So we never got a chance to corral some crude, but gave it a go on the oily dispersant. It worked. We took some video, and the company will make it available. The bottom line is that we deployed 800 feet in one minute and fifty-seven seconds going at a slow speed. The oil/dispersant stayed inside the barrier. After two minutes on the water the material was saturated with oil. Murray put it this way.
"You have just contained an area of crap that will hit a beach somewhere."
Glenn Murray dipping ROC Boom into dispersant/oil mixture
Boom deployment/Still frame from video
As the film laminate landed in the water, the friction of the water held the oil/dispersant mixture in place. While our boat circled the perimeter of the oily mixture, the film laminate continuously streamed from the dispenser and contained the mess. So, we proved that oil does adhere to the ROC Boom. The scary part is what lies below the surface.
Corexit 9527 has been designated a "chronic and acute health hazard" by the EPA. It is made with 2-butoxyethanol, a highly toxic chemical that has long been linked to the health problems of cleanup crews who worked on the Exxon Valdez spill. On the toxicity question, you could hardly find a more dangerous combination of poisons to dump into the Gulf of Mexico than what has been revealed in Corexit. The answers are currently unknown, which is exactly why it is so inexcusable that Nalco and the oil industry giants would for so long refuse to disclose the chemical ingredients they're dumping into the Gulf of Mexico in huge quantities (over a million gallons dumped into the ocean to date).
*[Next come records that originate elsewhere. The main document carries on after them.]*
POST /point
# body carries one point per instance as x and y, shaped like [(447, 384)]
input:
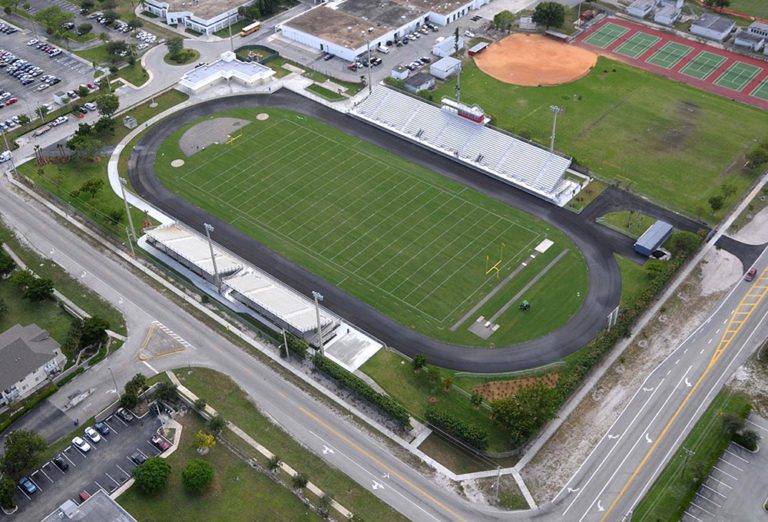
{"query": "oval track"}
[(604, 276)]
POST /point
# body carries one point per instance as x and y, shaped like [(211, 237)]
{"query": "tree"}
[(152, 475), (204, 442), (549, 14), (94, 330), (526, 411), (175, 46), (217, 424), (197, 475), (107, 104), (7, 489), (22, 451), (716, 203)]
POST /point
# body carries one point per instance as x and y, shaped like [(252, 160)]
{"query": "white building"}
[(345, 28), (28, 357), (227, 68), (445, 67), (202, 16), (712, 27)]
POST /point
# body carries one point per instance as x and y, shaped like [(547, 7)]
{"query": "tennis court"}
[(704, 64), (761, 91), (669, 55), (737, 76), (637, 44), (606, 35)]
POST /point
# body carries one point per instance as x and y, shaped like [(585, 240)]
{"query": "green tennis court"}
[(637, 44), (669, 55), (704, 64), (761, 91), (737, 76), (606, 35)]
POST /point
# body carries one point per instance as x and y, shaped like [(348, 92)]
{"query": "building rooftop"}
[(98, 508), (23, 349), (714, 23)]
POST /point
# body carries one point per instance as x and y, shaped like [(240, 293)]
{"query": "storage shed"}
[(653, 238)]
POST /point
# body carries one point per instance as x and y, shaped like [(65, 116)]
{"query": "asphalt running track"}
[(604, 276), (674, 72)]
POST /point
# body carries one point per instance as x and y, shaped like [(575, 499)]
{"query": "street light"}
[(208, 230), (319, 297), (132, 231)]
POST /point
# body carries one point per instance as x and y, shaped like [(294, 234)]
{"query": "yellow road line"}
[(725, 342), (376, 461)]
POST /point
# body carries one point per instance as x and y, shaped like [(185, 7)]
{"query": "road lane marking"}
[(725, 342)]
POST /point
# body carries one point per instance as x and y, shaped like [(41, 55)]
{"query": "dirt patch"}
[(535, 60), (496, 390), (209, 132), (558, 460)]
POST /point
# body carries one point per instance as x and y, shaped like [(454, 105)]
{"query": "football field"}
[(406, 240)]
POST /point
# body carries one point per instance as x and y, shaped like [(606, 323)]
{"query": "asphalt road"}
[(605, 278), (624, 464)]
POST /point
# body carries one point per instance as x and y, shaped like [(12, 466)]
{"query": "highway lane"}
[(631, 454)]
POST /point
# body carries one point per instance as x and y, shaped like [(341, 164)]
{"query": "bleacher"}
[(527, 166)]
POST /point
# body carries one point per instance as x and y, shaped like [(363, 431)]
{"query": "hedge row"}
[(469, 433), (384, 402)]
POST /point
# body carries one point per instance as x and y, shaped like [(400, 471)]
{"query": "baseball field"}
[(415, 245)]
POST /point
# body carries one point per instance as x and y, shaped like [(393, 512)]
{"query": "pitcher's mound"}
[(535, 60)]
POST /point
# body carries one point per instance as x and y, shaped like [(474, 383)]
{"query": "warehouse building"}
[(346, 28)]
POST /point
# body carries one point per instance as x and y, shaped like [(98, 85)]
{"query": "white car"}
[(81, 445), (92, 434)]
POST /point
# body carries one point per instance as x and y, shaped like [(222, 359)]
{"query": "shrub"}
[(469, 433), (384, 402), (197, 475)]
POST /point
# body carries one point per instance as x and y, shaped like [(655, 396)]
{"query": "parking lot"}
[(72, 72), (107, 465), (735, 489)]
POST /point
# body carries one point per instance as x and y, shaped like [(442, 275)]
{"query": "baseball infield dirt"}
[(535, 60)]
It's hard to believe this COREXIT is that bad, but I believe it now after lying in bed all day with all of the symptoms. Moran and I decided no more exposure. We are not martyrs, nor are we willing to be victims. The sea life and the people on the Gulf have no choice in the matter.
As for BP and their spin and refusal to consider thinking outside of the box with new and better ways of mitigating the river of oil, well, Diel put it this way.
"Why bother? BP just wants it to go away. Dispersants will hide it, but it will never go away once it is in the water column."